Studieren ist heute nichts Besonderes mehr. Noch Ende der 1980er-Jahre hatten weniger als 30 Prozent eines Jahrgangs nach der Schulzeit eine Hochschulzugangsberechtigung in der Tasche – inzwischen ist es seit Jahren mehr als die Hälfte. In Bundesländern wie Schleswig-Holstein oder Hamburg dürfen sogar zwei Drittel der Schülerinnen und Schüler mit ihrem Abschluss eine Hochschule besuchen. Der Weg an die Uni ist von der Nebenstraße zur Autobahn geworden. Kein Wunder also, dass sich dort vieles geändert hat – vom Angebot an Studiengängen über den Zugang dorthin, den Ablauf an den Unis bis hin zu den möglichen und nötigen Abschlüssen. So geht das also heute mit dem Studieren: Tipps für Eltern von künftigen Schulabgängern.
Studieren-Tipps für Eltern: Was gibt es so im Angebot?
Die Qual der Wahl: Es gibt fast 20 000 unterschiedliche Studiengänge
Das Erste, was Eltern heute auffällt, wenn sie sich mit dem Studium beschäftigen, ist die schiere Masse an Angeboten. Fast 20 000 unterschiedliche Studiengänge gibt es inzwischen, und jedes Jahr kommen ein paar Hundert neue hinzu. Manche Experten sprechen inzwischen von einem Wildwuchs, der vor allem Marketinggründe habe – aber so kann, wer möchte, heute „Culinary Arts and Food Management“ an der Hochschule für Kunst, Design und Populäre Musik Freiburg studieren. Die 220 000-Einwohner-Stadt hat übrigens allein sechs Hochschulen und steht damit für einen weiteren Trend: Auch die Zahl solcher Einrichtungen hat sich seit 1990 verdreifacht. Mehr als die Hälfte aller Kreise in Deutschland hat heute eine Hochschule, und sei es eine kleine Fachhochschule.

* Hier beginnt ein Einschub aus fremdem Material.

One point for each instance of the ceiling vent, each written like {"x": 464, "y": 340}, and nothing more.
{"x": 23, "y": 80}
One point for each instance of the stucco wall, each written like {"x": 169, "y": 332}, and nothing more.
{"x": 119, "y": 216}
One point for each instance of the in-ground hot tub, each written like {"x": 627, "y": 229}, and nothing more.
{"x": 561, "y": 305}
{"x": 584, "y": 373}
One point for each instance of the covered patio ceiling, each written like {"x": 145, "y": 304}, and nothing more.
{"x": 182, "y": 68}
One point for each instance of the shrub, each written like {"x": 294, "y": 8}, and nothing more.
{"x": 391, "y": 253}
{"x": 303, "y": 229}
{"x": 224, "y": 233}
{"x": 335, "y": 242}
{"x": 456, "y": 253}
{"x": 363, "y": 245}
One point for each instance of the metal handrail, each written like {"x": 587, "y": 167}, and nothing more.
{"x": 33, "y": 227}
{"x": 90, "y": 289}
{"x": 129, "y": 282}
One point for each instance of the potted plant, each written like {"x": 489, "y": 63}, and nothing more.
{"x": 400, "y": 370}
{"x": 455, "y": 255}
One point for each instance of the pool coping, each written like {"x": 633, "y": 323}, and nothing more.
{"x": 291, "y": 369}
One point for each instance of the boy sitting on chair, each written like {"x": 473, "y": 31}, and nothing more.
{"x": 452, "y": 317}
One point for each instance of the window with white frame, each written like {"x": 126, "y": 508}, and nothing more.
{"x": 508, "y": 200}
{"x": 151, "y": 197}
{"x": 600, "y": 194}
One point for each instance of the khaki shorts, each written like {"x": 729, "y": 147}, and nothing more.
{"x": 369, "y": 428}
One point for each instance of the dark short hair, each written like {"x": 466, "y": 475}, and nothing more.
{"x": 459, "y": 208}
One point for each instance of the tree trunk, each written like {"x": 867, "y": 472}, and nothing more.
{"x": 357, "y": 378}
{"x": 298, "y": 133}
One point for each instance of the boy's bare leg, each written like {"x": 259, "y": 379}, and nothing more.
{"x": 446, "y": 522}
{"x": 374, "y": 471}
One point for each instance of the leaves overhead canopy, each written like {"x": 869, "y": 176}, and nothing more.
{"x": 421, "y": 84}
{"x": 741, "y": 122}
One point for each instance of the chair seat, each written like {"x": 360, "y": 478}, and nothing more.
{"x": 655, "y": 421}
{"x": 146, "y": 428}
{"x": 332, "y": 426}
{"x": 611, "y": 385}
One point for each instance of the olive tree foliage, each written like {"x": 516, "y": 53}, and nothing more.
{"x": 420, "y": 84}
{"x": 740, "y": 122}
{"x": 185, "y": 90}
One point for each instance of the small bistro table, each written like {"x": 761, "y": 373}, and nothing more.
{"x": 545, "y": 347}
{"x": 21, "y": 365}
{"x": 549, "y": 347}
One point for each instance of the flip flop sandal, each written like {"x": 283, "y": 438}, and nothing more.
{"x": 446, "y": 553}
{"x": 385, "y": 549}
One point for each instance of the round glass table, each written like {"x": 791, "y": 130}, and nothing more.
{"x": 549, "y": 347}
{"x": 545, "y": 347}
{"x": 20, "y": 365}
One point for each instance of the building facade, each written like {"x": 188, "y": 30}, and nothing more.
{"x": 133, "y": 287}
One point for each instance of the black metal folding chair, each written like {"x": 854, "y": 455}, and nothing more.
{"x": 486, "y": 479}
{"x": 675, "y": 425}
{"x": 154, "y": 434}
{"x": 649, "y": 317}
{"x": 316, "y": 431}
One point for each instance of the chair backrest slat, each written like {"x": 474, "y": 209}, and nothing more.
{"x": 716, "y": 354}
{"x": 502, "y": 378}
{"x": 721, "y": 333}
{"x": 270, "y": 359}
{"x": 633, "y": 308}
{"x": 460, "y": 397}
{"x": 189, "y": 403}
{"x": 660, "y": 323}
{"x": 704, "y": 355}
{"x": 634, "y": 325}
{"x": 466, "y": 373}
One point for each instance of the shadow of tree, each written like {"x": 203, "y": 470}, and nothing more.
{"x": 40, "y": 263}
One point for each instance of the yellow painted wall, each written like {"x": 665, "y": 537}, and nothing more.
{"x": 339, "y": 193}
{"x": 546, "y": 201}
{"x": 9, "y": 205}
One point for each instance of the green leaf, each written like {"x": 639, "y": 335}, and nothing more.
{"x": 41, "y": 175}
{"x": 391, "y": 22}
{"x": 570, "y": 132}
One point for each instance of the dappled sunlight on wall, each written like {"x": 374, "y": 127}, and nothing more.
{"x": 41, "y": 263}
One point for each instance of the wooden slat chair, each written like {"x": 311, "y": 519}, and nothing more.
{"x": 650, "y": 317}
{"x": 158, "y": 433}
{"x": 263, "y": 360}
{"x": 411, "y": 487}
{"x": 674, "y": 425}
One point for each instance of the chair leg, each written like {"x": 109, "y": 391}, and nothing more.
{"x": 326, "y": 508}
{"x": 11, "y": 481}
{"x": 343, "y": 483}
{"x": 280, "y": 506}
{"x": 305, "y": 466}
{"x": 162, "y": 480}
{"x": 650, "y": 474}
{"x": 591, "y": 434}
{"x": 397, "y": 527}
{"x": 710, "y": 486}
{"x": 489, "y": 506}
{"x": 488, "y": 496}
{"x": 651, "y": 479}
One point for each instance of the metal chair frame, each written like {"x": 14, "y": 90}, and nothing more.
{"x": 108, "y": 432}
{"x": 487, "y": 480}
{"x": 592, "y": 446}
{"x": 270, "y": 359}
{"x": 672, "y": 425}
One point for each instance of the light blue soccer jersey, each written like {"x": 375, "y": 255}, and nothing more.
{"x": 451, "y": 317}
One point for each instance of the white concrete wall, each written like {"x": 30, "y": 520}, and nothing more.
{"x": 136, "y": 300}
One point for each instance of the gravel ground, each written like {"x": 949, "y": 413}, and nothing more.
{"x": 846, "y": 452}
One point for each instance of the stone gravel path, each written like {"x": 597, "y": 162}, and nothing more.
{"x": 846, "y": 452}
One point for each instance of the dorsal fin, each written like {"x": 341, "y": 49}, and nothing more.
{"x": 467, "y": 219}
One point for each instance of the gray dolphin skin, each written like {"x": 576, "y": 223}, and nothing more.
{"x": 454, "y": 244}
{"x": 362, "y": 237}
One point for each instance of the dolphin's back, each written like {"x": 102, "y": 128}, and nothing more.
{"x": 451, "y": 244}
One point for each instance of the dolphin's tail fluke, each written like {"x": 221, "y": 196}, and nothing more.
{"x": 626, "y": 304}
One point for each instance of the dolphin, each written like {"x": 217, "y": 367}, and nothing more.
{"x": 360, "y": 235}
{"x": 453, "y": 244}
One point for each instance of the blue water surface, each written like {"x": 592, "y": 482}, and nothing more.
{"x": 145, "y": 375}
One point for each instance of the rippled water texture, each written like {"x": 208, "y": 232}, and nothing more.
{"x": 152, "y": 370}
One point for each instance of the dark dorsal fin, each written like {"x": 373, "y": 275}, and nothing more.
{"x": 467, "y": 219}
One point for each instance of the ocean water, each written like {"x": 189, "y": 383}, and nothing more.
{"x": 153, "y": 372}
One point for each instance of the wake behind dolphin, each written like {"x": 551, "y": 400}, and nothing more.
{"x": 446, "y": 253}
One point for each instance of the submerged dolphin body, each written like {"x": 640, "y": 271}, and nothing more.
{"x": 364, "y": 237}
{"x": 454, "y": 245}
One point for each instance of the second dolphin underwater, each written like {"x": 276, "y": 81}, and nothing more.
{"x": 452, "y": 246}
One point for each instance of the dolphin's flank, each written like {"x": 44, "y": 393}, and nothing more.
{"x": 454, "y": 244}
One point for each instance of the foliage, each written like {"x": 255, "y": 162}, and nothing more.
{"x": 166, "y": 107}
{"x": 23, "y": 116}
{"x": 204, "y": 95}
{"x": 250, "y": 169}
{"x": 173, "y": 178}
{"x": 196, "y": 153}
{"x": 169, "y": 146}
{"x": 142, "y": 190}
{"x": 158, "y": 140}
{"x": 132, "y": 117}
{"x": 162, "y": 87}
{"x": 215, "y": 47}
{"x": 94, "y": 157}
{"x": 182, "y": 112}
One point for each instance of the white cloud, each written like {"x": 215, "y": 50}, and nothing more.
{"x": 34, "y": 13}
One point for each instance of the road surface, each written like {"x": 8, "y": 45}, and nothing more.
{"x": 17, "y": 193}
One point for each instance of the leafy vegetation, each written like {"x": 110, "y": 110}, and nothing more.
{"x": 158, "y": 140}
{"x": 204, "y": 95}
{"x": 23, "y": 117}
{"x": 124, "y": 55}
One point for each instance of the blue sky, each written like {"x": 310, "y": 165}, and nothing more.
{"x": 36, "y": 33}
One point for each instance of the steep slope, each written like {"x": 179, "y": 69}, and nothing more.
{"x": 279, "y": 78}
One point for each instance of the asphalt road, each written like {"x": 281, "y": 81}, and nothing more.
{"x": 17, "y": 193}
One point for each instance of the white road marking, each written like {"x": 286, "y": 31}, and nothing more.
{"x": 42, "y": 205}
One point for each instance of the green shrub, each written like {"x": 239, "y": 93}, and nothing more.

Für Schülerinnen und Schüler – und deren Eltern, die fast immer die wichtigsten, ersten Gesprächspartner bei der Berufsorientierung sind – bedeutet das: nicht erschlagen lassen! Zum einen sind fast die Hälfte davon Master- also Aufbaustudiengänge (dazu später mehr). Zum anderen fallen viele weitere weg, sobald die Jugendlichen ihre Interessen und Fähigkeiten mit den einzelnen, grundsätzlichen Studienrichtungen abgleichen: Wer kein Interesse an Physik hat, wird auch mit biomedizinischer Technik nicht glücklich.
Fast die Hälfte aller Studiengänge sind Aufbaustudiengänge
Überhaupt sollten Schüler und Eltern sich nicht von komplizierten Studienbezeichnungen verwirren lassen, sondern sich die Inhalte ansehen, die tatsächlich vermittelt werden. Den Überblick erleichtern dabei Portale wie hochschulkompass.de, ein Angebot der Hochschulrektorenkonferenz. Viele neue Studiengänge vereinen Elemente aus verwandten Bereichen. Das ist grundsätzlich sinnvoll, weil Studierende danach mehr Möglichkeiten für einen Aufbaustudiengang haben und breiter nach Praktika und Jobs suchen können. Je spezialisierter ein Studium, umso größer ist die Gefahr, in einer wenig zukunftsträchtigen Nische zu landen.
Bei Unklarheiten lohnt sich ein Schnupperstudium
Für alle, die bezüglich der Studienwahl noch unsicher sind, empfiehlt sich ein Schnupperstudium, das heute die meisten Unis anbieten. Auch toll: das Projekt oneweekexperience.de, das Schülern die Möglichkeit bietet, eine Woche lang Student zu sein. Erste Anlaufstation für Fragen ist die Zentrale Studienberatung der Universität, in der sich auch Schüler informieren können. Wer noch gar keinen Plan hat, was er heutzutage studieren kann, ist allerdings bei der Berufsberatung der Bundesagentur für Arbeit erst mal besser aufgehoben.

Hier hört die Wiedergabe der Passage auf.